Reputation: 213
If I have a vector r , I can easily calculate its inner product
r=[1 2 3];
inner = r*r'
inner = 14
Same goes for the outer product
outer=r'*r
outer =
1 2 3
2 4 6
3 6 9
Outer, as it should be, has NxN components (where N is the total number of components, here 3). Inner, on the other hand has m x m components (where m is the number of rows, here 1). I want to be able to do this standard operation to rectangular matrices too. The inner product of rectangular matrices is easy enough:
r =
1 2 3
1 1 1
inner=r*r'
inner =
14 6
6 3
Inner has components (2x2=4) and this is what I expect from the matrix multiplication of r with its transpose. Clearly, though, it is not clear how I should calculate the outer product of with itself, because now the definition of "inner product with transpose" and "outer product with itself" have the same syntax in MATLAB. Indeed, if I try to repeat what I have done for the vector r, I obtain:
outer=r'*r
outer =
2 3 4
3 5 7
4 7 10
Which is not the outer product of r with itself, as it's evident from the fact that it does not have NxN=36, but only nxn=9 components (where n is the number of column). What MATLAB has interpreted my calculation to be is the inner product of r transpose and r. How do I obtain the proper outer product, whose components are all the combinations of products between components of r?
Upvotes: 1
Views: 3173
Reputation: 1905
The *
operator in MATLAB calculates the matrix multiplication.
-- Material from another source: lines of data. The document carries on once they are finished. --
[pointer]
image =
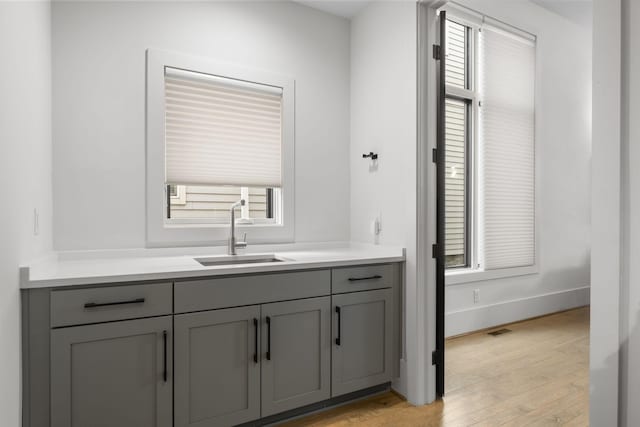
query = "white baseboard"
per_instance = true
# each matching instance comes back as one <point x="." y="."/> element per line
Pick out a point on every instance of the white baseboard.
<point x="399" y="385"/>
<point x="487" y="316"/>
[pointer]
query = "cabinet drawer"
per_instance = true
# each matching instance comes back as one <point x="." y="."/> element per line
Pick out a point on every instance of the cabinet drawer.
<point x="92" y="305"/>
<point x="351" y="279"/>
<point x="208" y="294"/>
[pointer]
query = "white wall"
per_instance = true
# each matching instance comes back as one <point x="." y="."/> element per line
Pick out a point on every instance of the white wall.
<point x="383" y="120"/>
<point x="99" y="106"/>
<point x="606" y="292"/>
<point x="25" y="172"/>
<point x="563" y="137"/>
<point x="630" y="290"/>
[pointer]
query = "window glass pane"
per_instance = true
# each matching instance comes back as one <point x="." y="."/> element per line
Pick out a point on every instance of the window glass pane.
<point x="456" y="50"/>
<point x="456" y="203"/>
<point x="214" y="202"/>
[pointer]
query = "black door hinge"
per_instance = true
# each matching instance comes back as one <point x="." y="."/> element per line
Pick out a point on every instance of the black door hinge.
<point x="437" y="52"/>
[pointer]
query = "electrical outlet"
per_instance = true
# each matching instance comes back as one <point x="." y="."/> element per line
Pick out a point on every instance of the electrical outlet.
<point x="36" y="222"/>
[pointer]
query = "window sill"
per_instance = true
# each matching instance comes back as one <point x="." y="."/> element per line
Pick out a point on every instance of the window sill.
<point x="216" y="234"/>
<point x="474" y="275"/>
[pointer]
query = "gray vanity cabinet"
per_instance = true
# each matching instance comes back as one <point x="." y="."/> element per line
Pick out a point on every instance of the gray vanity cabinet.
<point x="296" y="351"/>
<point x="217" y="365"/>
<point x="362" y="340"/>
<point x="112" y="374"/>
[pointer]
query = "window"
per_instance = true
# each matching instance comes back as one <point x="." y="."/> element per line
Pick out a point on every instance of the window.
<point x="490" y="195"/>
<point x="458" y="125"/>
<point x="212" y="203"/>
<point x="217" y="133"/>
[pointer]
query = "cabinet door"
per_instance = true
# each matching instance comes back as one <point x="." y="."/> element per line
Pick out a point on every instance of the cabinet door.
<point x="217" y="367"/>
<point x="112" y="374"/>
<point x="362" y="340"/>
<point x="296" y="354"/>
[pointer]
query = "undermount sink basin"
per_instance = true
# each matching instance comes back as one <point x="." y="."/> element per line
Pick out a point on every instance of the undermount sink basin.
<point x="238" y="259"/>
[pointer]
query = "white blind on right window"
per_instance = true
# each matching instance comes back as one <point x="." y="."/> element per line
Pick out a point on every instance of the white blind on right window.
<point x="507" y="149"/>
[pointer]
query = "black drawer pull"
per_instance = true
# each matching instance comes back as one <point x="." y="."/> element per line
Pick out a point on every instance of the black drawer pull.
<point x="255" y="342"/>
<point x="164" y="349"/>
<point x="356" y="279"/>
<point x="106" y="304"/>
<point x="268" y="338"/>
<point x="339" y="325"/>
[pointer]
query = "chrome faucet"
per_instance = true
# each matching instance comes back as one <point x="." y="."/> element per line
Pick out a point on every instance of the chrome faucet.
<point x="233" y="244"/>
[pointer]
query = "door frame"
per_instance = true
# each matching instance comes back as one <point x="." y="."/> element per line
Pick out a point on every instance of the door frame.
<point x="427" y="217"/>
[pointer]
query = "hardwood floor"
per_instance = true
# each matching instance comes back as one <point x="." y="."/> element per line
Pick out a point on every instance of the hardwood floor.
<point x="535" y="375"/>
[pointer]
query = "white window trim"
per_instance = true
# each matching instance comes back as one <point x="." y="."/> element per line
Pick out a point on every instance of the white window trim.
<point x="476" y="273"/>
<point x="159" y="233"/>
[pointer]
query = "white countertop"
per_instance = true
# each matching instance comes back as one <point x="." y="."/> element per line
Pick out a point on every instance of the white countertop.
<point x="94" y="267"/>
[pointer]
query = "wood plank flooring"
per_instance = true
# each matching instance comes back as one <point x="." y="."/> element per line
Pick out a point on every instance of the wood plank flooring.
<point x="535" y="375"/>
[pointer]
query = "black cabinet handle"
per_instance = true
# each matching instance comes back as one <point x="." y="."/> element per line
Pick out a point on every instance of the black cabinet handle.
<point x="339" y="325"/>
<point x="356" y="279"/>
<point x="164" y="349"/>
<point x="255" y="340"/>
<point x="268" y="338"/>
<point x="105" y="304"/>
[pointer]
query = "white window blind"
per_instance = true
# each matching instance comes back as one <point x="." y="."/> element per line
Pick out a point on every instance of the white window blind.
<point x="507" y="149"/>
<point x="221" y="131"/>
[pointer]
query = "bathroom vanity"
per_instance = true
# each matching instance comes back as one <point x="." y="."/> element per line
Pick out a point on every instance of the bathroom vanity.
<point x="207" y="346"/>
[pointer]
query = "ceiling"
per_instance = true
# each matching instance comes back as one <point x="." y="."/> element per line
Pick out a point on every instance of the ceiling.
<point x="577" y="11"/>
<point x="345" y="8"/>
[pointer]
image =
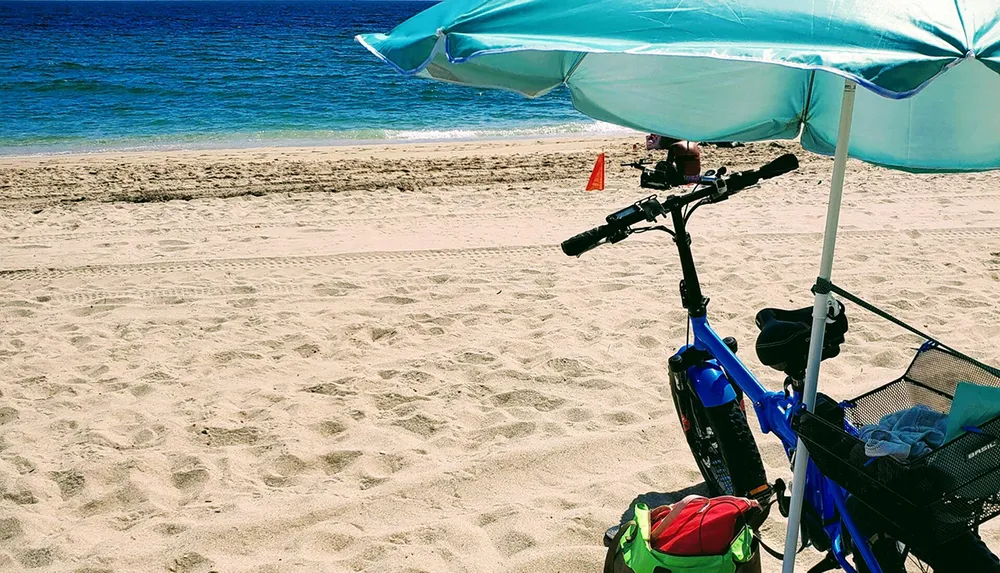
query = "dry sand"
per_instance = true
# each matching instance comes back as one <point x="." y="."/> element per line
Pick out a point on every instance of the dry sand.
<point x="376" y="359"/>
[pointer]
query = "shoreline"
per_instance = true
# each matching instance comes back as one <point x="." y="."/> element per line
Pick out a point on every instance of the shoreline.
<point x="557" y="140"/>
<point x="306" y="143"/>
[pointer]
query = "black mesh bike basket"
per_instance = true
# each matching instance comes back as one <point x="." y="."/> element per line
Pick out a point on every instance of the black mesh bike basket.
<point x="929" y="499"/>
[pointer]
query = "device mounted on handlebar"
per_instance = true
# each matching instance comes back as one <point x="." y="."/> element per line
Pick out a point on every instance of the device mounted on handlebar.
<point x="712" y="187"/>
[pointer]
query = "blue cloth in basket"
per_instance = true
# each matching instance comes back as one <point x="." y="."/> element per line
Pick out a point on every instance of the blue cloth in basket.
<point x="906" y="434"/>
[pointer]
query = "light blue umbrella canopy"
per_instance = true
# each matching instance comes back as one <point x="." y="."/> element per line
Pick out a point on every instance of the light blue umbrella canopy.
<point x="731" y="70"/>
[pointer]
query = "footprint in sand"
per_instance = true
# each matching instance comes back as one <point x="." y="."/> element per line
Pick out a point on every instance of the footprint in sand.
<point x="420" y="424"/>
<point x="35" y="558"/>
<point x="7" y="415"/>
<point x="190" y="563"/>
<point x="189" y="474"/>
<point x="476" y="358"/>
<point x="10" y="528"/>
<point x="128" y="498"/>
<point x="70" y="482"/>
<point x="511" y="431"/>
<point x="307" y="350"/>
<point x="281" y="471"/>
<point x="396" y="300"/>
<point x="245" y="436"/>
<point x="336" y="462"/>
<point x="331" y="428"/>
<point x="391" y="400"/>
<point x="514" y="542"/>
<point x="340" y="387"/>
<point x="527" y="399"/>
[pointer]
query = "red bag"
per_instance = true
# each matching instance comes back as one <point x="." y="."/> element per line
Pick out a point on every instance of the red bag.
<point x="700" y="526"/>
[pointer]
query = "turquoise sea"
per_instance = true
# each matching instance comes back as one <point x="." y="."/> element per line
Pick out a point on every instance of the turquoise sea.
<point x="91" y="75"/>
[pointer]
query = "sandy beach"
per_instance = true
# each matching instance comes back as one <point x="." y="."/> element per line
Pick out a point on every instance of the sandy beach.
<point x="377" y="359"/>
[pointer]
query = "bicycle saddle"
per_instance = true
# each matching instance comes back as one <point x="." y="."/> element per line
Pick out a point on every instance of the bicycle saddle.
<point x="783" y="342"/>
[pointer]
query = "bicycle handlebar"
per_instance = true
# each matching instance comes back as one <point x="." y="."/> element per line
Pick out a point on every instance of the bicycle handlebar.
<point x="714" y="189"/>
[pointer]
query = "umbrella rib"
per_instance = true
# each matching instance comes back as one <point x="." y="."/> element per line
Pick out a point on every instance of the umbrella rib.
<point x="576" y="65"/>
<point x="805" y="111"/>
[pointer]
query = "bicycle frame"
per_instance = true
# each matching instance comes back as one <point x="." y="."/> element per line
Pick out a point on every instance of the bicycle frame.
<point x="712" y="380"/>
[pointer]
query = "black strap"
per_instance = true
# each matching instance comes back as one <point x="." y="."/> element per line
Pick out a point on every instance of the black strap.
<point x="824" y="286"/>
<point x="829" y="563"/>
<point x="771" y="552"/>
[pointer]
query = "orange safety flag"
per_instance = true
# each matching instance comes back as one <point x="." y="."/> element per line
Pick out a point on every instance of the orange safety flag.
<point x="596" y="182"/>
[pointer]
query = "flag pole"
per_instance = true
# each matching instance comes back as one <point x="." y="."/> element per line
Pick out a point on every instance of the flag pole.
<point x="819" y="319"/>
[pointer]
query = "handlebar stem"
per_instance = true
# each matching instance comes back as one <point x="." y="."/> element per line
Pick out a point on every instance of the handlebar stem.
<point x="691" y="296"/>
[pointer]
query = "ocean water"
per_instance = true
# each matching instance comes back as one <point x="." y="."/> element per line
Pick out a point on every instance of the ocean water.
<point x="91" y="75"/>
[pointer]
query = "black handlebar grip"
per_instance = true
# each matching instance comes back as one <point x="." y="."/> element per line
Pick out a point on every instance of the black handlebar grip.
<point x="780" y="166"/>
<point x="579" y="244"/>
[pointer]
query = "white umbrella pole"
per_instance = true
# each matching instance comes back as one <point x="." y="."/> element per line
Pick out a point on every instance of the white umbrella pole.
<point x="819" y="319"/>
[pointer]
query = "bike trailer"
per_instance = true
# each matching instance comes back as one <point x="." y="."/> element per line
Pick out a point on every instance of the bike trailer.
<point x="930" y="498"/>
<point x="695" y="535"/>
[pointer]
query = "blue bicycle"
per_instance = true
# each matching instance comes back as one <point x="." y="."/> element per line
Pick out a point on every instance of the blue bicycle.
<point x="709" y="385"/>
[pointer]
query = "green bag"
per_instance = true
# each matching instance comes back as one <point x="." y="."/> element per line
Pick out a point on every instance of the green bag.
<point x="631" y="552"/>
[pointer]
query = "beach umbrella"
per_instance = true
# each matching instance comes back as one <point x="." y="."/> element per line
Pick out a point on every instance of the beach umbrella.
<point x="732" y="70"/>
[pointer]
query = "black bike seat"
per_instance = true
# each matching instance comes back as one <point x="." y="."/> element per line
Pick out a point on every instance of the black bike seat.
<point x="783" y="343"/>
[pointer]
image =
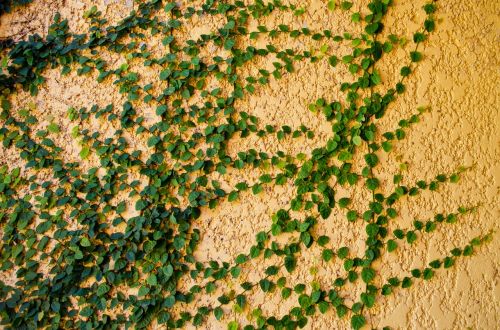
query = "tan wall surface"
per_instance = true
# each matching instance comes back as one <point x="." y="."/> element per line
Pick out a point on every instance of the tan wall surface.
<point x="458" y="79"/>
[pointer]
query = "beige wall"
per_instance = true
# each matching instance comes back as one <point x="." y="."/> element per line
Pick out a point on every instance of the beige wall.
<point x="458" y="79"/>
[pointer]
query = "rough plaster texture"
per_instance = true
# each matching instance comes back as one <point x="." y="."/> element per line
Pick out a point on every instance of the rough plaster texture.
<point x="458" y="79"/>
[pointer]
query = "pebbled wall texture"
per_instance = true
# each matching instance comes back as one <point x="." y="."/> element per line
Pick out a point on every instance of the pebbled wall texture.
<point x="458" y="79"/>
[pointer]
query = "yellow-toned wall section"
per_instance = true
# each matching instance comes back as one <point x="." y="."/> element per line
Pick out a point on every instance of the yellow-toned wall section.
<point x="458" y="79"/>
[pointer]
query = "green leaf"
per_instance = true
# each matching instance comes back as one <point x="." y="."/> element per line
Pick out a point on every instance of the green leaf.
<point x="367" y="274"/>
<point x="357" y="322"/>
<point x="305" y="170"/>
<point x="371" y="159"/>
<point x="152" y="280"/>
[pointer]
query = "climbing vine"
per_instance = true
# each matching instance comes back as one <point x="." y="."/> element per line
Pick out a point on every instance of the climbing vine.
<point x="82" y="240"/>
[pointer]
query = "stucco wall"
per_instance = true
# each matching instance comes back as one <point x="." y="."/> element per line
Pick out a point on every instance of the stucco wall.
<point x="458" y="79"/>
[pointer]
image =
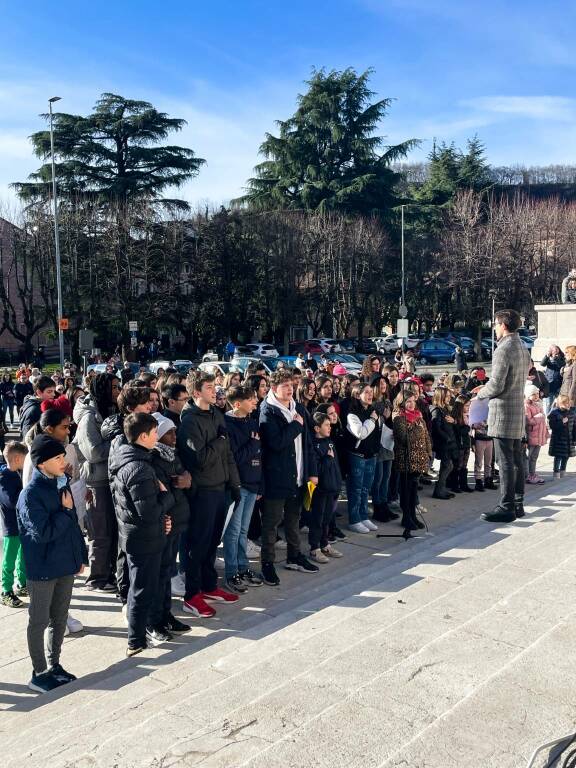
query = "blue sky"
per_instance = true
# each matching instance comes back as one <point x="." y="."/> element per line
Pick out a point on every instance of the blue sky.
<point x="503" y="70"/>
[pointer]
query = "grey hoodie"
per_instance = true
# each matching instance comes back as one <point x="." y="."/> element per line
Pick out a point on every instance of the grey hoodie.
<point x="93" y="449"/>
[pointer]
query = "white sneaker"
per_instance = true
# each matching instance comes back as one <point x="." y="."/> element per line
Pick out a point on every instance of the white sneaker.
<point x="252" y="551"/>
<point x="73" y="625"/>
<point x="358" y="528"/>
<point x="318" y="556"/>
<point x="178" y="585"/>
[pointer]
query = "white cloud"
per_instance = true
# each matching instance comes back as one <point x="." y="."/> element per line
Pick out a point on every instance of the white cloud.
<point x="555" y="108"/>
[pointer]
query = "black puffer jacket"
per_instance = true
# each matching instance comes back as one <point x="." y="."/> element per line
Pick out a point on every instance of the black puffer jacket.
<point x="139" y="504"/>
<point x="443" y="436"/>
<point x="165" y="469"/>
<point x="329" y="477"/>
<point x="563" y="435"/>
<point x="30" y="413"/>
<point x="204" y="448"/>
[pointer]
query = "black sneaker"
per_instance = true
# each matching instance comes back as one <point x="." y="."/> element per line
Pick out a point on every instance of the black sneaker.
<point x="60" y="674"/>
<point x="302" y="564"/>
<point x="236" y="584"/>
<point x="44" y="682"/>
<point x="132" y="650"/>
<point x="269" y="574"/>
<point x="10" y="599"/>
<point x="175" y="625"/>
<point x="251" y="579"/>
<point x="158" y="635"/>
<point x="336" y="535"/>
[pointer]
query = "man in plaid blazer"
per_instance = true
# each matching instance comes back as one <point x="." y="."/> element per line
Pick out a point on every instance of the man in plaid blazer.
<point x="506" y="419"/>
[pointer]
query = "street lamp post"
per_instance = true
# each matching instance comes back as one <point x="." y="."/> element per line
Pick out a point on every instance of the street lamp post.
<point x="56" y="235"/>
<point x="402" y="251"/>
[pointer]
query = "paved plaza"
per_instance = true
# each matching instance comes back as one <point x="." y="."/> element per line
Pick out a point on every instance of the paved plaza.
<point x="453" y="650"/>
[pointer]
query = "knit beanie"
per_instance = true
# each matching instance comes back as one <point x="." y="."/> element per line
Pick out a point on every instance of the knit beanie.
<point x="164" y="424"/>
<point x="44" y="448"/>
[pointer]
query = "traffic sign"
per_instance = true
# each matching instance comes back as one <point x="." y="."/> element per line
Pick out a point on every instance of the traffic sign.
<point x="402" y="328"/>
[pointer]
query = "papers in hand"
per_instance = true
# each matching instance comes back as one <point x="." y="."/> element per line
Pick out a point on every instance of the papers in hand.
<point x="478" y="411"/>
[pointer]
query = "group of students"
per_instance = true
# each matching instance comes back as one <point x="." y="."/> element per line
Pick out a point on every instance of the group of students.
<point x="163" y="470"/>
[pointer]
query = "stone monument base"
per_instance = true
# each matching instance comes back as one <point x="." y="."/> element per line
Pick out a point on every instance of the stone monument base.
<point x="556" y="325"/>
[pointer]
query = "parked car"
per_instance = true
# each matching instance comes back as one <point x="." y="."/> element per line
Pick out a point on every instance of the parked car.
<point x="242" y="363"/>
<point x="288" y="361"/>
<point x="390" y="343"/>
<point x="305" y="346"/>
<point x="326" y="345"/>
<point x="263" y="350"/>
<point x="467" y="344"/>
<point x="348" y="361"/>
<point x="435" y="351"/>
<point x="366" y="345"/>
<point x="347" y="345"/>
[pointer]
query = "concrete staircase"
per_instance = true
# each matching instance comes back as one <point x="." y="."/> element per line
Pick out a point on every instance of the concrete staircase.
<point x="453" y="650"/>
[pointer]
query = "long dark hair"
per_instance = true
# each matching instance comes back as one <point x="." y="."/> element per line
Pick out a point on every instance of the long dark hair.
<point x="101" y="391"/>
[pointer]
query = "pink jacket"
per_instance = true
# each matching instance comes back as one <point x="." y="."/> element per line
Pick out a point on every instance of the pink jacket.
<point x="536" y="423"/>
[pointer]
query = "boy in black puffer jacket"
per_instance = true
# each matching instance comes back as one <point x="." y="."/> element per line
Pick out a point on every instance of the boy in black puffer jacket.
<point x="170" y="471"/>
<point x="142" y="504"/>
<point x="326" y="493"/>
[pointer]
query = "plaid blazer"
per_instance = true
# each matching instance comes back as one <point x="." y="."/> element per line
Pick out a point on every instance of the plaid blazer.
<point x="505" y="390"/>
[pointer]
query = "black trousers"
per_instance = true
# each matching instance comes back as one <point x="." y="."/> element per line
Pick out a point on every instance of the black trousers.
<point x="207" y="517"/>
<point x="510" y="458"/>
<point x="272" y="513"/>
<point x="446" y="466"/>
<point x="144" y="571"/>
<point x="122" y="576"/>
<point x="162" y="605"/>
<point x="408" y="496"/>
<point x="102" y="529"/>
<point x="320" y="517"/>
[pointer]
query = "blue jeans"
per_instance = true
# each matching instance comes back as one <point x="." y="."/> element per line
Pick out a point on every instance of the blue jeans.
<point x="381" y="480"/>
<point x="236" y="535"/>
<point x="358" y="484"/>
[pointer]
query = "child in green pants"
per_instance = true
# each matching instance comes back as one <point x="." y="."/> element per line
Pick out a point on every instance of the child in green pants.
<point x="12" y="560"/>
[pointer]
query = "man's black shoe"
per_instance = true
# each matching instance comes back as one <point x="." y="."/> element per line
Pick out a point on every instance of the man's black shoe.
<point x="175" y="625"/>
<point x="499" y="515"/>
<point x="269" y="574"/>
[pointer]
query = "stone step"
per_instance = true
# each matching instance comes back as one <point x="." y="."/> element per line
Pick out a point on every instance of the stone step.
<point x="459" y="576"/>
<point x="416" y="648"/>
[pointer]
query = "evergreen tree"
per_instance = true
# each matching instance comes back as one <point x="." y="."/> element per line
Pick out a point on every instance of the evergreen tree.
<point x="327" y="156"/>
<point x="113" y="155"/>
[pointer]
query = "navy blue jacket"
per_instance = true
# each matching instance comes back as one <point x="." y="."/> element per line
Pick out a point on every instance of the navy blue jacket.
<point x="563" y="436"/>
<point x="329" y="477"/>
<point x="279" y="452"/>
<point x="10" y="487"/>
<point x="52" y="543"/>
<point x="247" y="451"/>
I guess what you want is the Kronecker product. It can be done with the kron
function in MATLAB.
Upvotes: 4
Reputation: 60444
If you are looking for a 6x6 matrix, you likely want to do
r(:) * r(:).'
r(:)
is a vector with all the elements of matrix r
.
If you are looking for the tensor outer product of r
with itself, which will have a size of 2x3x2x3, then you need to do as follows:
r .* shiftdim(r,-2)
(with the 2 being the number of dimensions in r
, and the .*
the element-wise multiplication with implicit singleton expansion.)
Note that both answers produce the same set of values, as does the kron(r,r)
solution by yar, but all three put the resulting elements in a different order.